La creazione di prodotti armonizzati a livello europeo infatti dovrebbe favorire una maggiore concorrenza tra intermediari e consentire il conseguimento di economie di scala, due dinamiche utili ad agevolare una riduzione dei prezzi.
Stando a una simulazione condotta da Ernst & Young, i nuovi strumenti paneuropei potrebbero far lievitare gli asset under management dei prodotti pensionistici individuali nell’UE a 28 fino a quota 2,1 trilioni di euro di qui al 2030.
Chi può offrire e chi può comprare i PEPP?
I PEPP potranno essere offerti da banche, assicurazioni, società di gestione, imprese di investimento e fondi pensione occupazionali, mentre potranno sottoscriverli lavoratori autonomi e dipendenti, ma anche studenti o disoccupati. In Italia andranno ad affiancarsi ai prodotti previdenziali individuali già esistenti, quindi potranno fare concorrenza ai fondi pensione aperti, ai fondi negoziali e ai PIP, i piani previdenziali assicurativi.
Come cambierebbe l’offerta in Italia?
Vediamo allora quali potrebbero essere i costi dei PEPP rispetto a quelli dei principali competitor, ovvero appunto fondi aperti e PIP (per intenderci, il cosiddetto “terzo pilastro”).
Il grafico qui sopra indica la correlazione tra l’indicatore sintetico dei costi a 10 anni di tre prodotti pensionistici ad oggi esistenti (fondi aperti e PIP, ma anche fondi negoziali chiusi) sull’asse delle ordinate e il patrimonio (asse delle ascisse).
I fondi negoziali (che però fanno parte del cosiddetto secondo pilastro) si collocano su livelli di costo molto più bassi di quelli delle altre forme e mostrano una correlazione negativa tra costi e dimensioni, oltre che una dispersione dei costi limitata.
Al contrario, i PIP sono caratterizzati in generale da livelli di costo più elevati, da una dispersione molto forte e dall’assenza di una tendenza alla riduzione dei costi con la dimensione. I fondi pensione aperti infine, mostrano una situazione intermedia tra i due precedenti.
Alla luce di queste considerazioni, osserva COVIP, l’introduzione dei PEPP potrebbe contribuire a cambiare le dinamiche di mercato dei Piani Individuali di Risparmio, favorendo una convergenza dei costi verso valori più bassi e compatibili con le prospettive di rendimento.
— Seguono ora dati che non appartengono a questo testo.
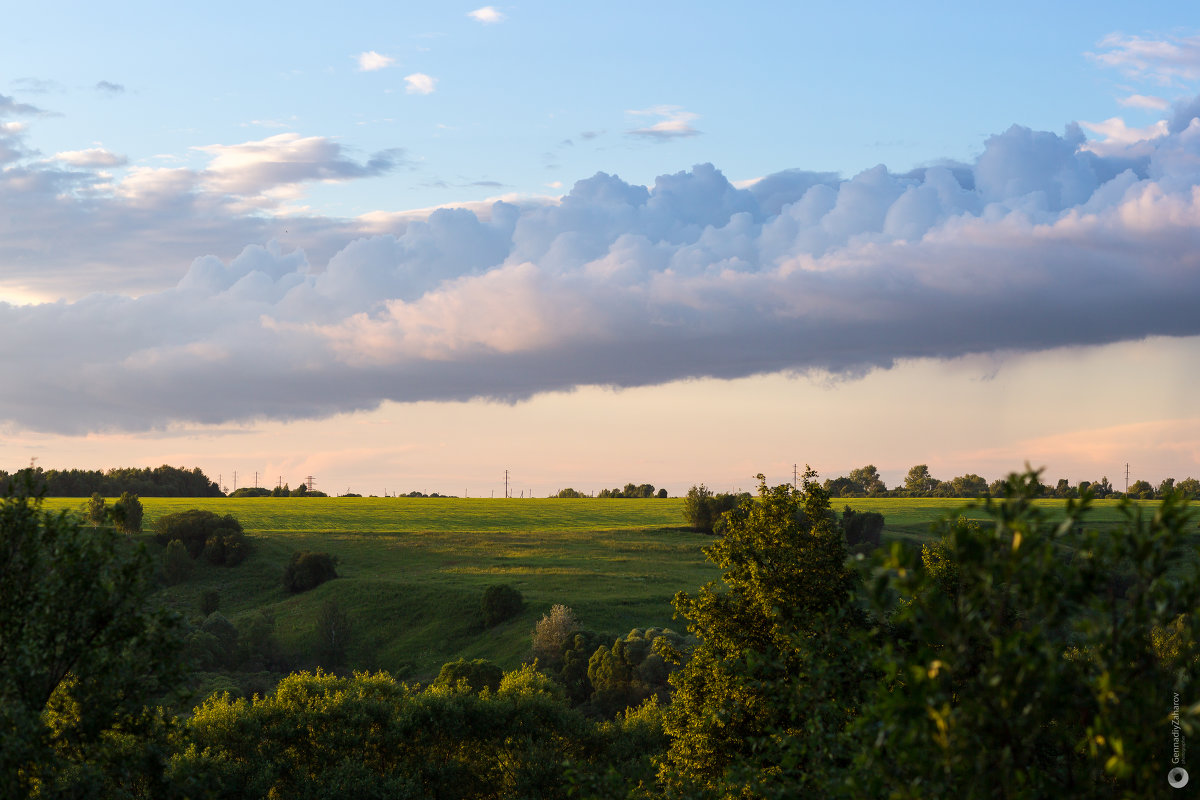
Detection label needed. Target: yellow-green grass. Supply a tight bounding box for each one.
[47,498,716,679]
[47,498,1166,679]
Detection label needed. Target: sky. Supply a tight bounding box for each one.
[0,1,1200,497]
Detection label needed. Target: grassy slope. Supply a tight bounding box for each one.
[47,498,1152,679]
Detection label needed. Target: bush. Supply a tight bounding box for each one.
[683,483,750,534]
[283,551,337,594]
[314,599,353,668]
[162,540,192,587]
[481,584,524,627]
[200,589,221,616]
[432,658,504,693]
[533,603,580,669]
[154,509,246,566]
[110,492,142,534]
[841,506,883,548]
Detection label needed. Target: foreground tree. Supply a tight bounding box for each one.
[660,469,860,796]
[0,476,181,798]
[844,473,1200,799]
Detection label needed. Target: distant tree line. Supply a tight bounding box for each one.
[822,464,1200,500]
[0,469,1200,800]
[229,481,329,498]
[554,483,667,499]
[0,464,223,498]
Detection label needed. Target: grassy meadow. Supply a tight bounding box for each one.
[47,498,1166,680]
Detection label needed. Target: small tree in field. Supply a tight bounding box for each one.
[480,584,524,627]
[533,603,580,669]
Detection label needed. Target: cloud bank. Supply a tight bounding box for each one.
[7,102,1200,433]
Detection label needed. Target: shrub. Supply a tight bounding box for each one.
[110,492,142,534]
[283,551,337,594]
[432,658,504,693]
[841,506,883,548]
[200,589,221,616]
[84,492,108,525]
[154,509,246,566]
[533,603,580,669]
[314,599,353,668]
[162,540,192,585]
[481,584,524,627]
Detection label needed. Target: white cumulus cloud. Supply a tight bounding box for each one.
[54,148,127,167]
[625,106,700,140]
[467,6,504,25]
[404,72,438,95]
[358,50,396,72]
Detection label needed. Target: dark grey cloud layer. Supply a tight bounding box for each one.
[7,106,1200,433]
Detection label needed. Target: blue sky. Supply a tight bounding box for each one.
[0,2,1200,494]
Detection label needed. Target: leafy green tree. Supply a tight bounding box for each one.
[283,551,337,595]
[660,469,860,796]
[850,464,888,497]
[904,464,938,498]
[109,492,142,534]
[154,509,247,566]
[533,603,580,670]
[842,473,1200,798]
[0,474,182,798]
[841,506,883,552]
[317,600,354,667]
[84,492,108,527]
[162,539,192,587]
[950,473,988,498]
[431,658,504,692]
[1127,481,1154,500]
[683,483,713,534]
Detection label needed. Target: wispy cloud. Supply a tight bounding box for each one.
[1117,95,1171,112]
[1088,34,1200,86]
[358,50,396,72]
[54,148,128,167]
[467,6,504,25]
[404,72,438,95]
[625,106,701,140]
[12,78,62,95]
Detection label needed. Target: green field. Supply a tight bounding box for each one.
[47,498,1166,680]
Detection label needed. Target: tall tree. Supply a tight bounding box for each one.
[660,468,859,796]
[0,475,180,798]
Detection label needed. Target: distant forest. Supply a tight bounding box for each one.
[0,464,224,498]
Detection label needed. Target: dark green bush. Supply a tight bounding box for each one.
[200,589,221,616]
[433,658,504,692]
[283,551,337,594]
[154,509,246,566]
[481,584,524,627]
[841,506,883,548]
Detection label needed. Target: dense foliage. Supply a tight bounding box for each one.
[0,471,1200,799]
[0,475,181,798]
[480,583,524,627]
[154,509,248,566]
[283,551,337,594]
[0,464,222,498]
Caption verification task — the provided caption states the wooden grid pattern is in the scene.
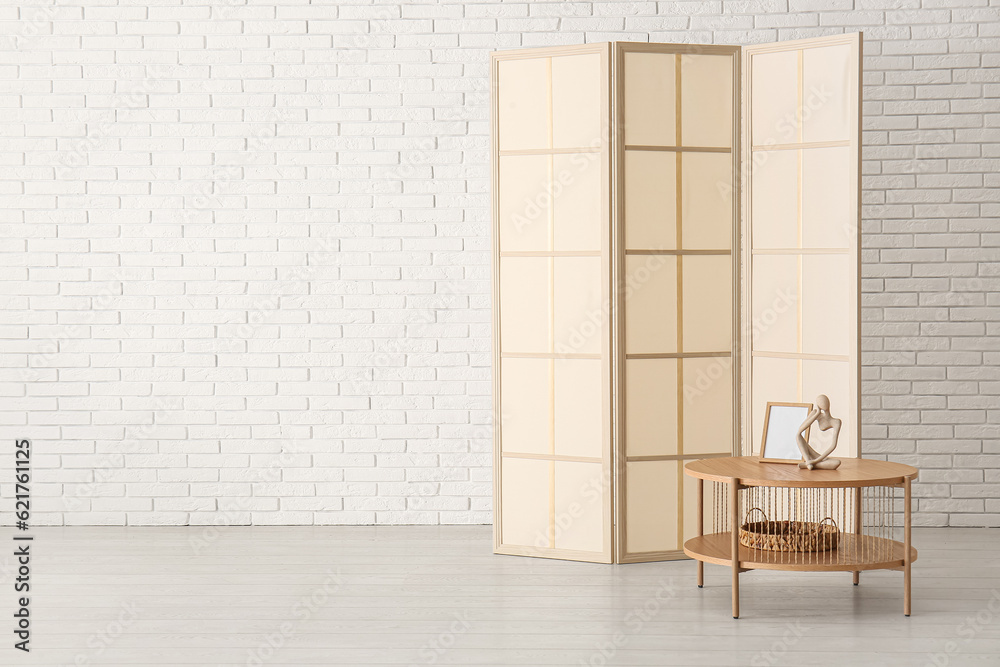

“La proposta della Commissione UE getta le basi per aumentare la concorrenza sul mercato delle pensioni e per conseguire economie di scala”, ha commentato Bernard Delbeque, Senior Director della European Fund and Asset Management Association (EFAMA). “Questo porterà evidenti vantaggi ai cittadini europei in termini di costi ridotti, scelta più ampia e portabilità delle pensioni. Se la struttura normativa sarà in grado di offrire abbastanza flessibilità ai fornitori di PEPP, questi strumenti potranno anche sbloccare ulteriori finanziamenti per la crescita dell’Europa diventando un fulcro dell’iniziativa Capital Market Unit“.